Incarcerated childbirth and broader "birth control": autonomy, regulation, and the state.

AuthorAhrens, Deborah
PositionI. Incarcerated Pregnancy and Imprisoned Childbirth B. Prison-Based Pregnancy and Birthing Issues 4. Autonomy and Safety During Labor through Conclusion, with footnotes, p. 25-51
  1. Autonomy and Safety During Labor

    For women outside the correctional context, preparing to deliver a child is an exercise in planning, requiring the expectant mother to make dozens of decisions large and small. While these choices are, as discussed below, (109) often constrained or coerced and are always contingent upon the progress of the pregnancy, they are central to the birthing experience and essential for the maintenance of autonomy and control. (110) As a general matter, pregnant inmates enjoy comparatively less control over their birthing experience. For most inmates, questions of how and when they give birth are dictated by correctional policies and/or the decisions of individual correctional and medical officials. (111) This subsection catalogs a number of the crucial birthing decisions that are routinely stripped from pregnant women. Some of the loss of autonomy reflected in the items below is unsurprising given the nature of incarceration and the logistical constraints faced by the state. Other items are more surprising in their lack of necessity, their pettiness, and/or their cruelty. (112)

    1. The Timing and Method of Delivery

      Women who have given birth while incarcerated persistently complain that correctional administrators and health care providers made decisions for them about when and by what method they would give birth. (113) Evidence suggests that correctional facilities routinely schedule inductions and Cesarean sections ("C-sections") (114) for prisoners that have neither been requested nor deemed medically necessary. (115) To some extent, these decisions are motivated by altruistic or, at least, understandable goals. For example, as discussed above, (116) women who go into labor unexpectedly in their jail cells sometimes face logistical difficulties that may delay transport and threaten maternal and fetal health; (117) scheduled deliveries reduce the likelihood of such a dangerous episode. Similarly, planned deliveries ensure the availability of necessary security, transportation, and medical personnel and resources, protecting health and limiting costs. Despite those considerations, inmates consistently report that officials make these decisions haphazardly and imperiously, without sufficient warning or consultation and with disdain for their health and psychological concerns. (118)
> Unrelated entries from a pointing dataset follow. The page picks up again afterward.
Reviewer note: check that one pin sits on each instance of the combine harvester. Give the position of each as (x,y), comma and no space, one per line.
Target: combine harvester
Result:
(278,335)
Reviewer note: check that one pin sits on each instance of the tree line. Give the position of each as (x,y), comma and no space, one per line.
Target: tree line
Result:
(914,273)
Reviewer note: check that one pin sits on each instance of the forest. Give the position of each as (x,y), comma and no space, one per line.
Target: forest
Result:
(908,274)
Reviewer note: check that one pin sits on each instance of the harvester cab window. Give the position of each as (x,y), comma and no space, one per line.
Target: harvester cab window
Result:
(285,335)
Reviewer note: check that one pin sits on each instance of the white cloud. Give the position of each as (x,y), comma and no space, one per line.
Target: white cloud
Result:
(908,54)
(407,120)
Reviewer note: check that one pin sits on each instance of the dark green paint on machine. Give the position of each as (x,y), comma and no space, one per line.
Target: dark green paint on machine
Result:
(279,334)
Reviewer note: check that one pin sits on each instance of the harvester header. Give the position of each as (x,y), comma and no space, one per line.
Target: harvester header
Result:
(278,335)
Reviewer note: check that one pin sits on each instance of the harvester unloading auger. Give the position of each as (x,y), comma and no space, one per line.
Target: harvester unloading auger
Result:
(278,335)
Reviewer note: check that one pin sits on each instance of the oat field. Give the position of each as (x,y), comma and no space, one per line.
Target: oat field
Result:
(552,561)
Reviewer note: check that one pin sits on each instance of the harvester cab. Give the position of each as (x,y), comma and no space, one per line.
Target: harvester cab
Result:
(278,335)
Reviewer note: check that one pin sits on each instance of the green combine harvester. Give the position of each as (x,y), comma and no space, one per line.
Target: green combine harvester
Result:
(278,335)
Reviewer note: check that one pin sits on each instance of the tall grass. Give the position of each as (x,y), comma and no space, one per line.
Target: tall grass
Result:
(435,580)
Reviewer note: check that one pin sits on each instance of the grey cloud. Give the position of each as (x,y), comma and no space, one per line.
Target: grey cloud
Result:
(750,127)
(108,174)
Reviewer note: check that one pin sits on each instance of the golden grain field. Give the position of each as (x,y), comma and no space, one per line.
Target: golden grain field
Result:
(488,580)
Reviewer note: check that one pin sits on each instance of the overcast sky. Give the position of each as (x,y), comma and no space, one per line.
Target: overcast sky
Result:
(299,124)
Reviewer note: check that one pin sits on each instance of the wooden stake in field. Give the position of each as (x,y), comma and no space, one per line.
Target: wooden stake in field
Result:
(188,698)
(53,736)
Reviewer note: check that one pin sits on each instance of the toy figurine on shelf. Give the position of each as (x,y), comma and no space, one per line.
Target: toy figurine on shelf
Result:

      Prison officials and medical personnel also routinely schedule C-sections for pregnant women who might be able to labor and deliver vaginally. (119) In particular, prison officials and engaged medical personnel are likely to schedule such procedures for women who have previously delivered a child via C-section. (120) While medical resistance to vaginal births after C-sections ("VBACs") is common with regards to all women, (121) the dynamics of decision making in the prison context bring added pressures to bear on the expectant mother. While prisons probably lack the authority to order a woman to undergo a medically unnecessary C-section if she refuses, (122) pregnant inmates are unable to shop around for sympathetic facilities and providers, often lack the information necessary to make an informed choice, and face potential disciplinary consequences for challenging authority in ways that might be deemed confrontational. (123) This Article discusses the pressure towards C-sections for non-incarcerated women in Part II, demonstrating that while incarcerated women may face some bureaucratic obstacles that non-incarcerated women do not, C-sections are an issue for women generally, not incarcerated women specifically.

    2. Pain Relief

      Correctional personnel and affiliated medical staff often make decisions for prisoners about their ability to access pain relief during labor. A variety of pain relief options are available to laboring women, ranging from natural childbirth pain relief methods; to narcotic pain-relief medications, such as Stadol; to epidural anesthesia. (124) Medical staff and/or corrections officials may determine for a woman whether or not she will be permitted to access various forms of pain relief despite the patient's contrary wishes. (125) Decisions are primarily made in the direction of denying access to pain medication for women who have documented histories of substance abuse, on the theory that it is inappropriate to expose a woman with a substance abuse history to pain-relief methods that include narcotic drugs. (126) As a significant percentage of female prisoners have a history of substance abuse and/or are incarcerated for drug offenses, (127) many prisoners face constraints on their ability to determine whether they will access pain relief and what forms they will access. These constraints not only limit the autonomy of pregnant prisoners but also force them to endure intense, preventable pain.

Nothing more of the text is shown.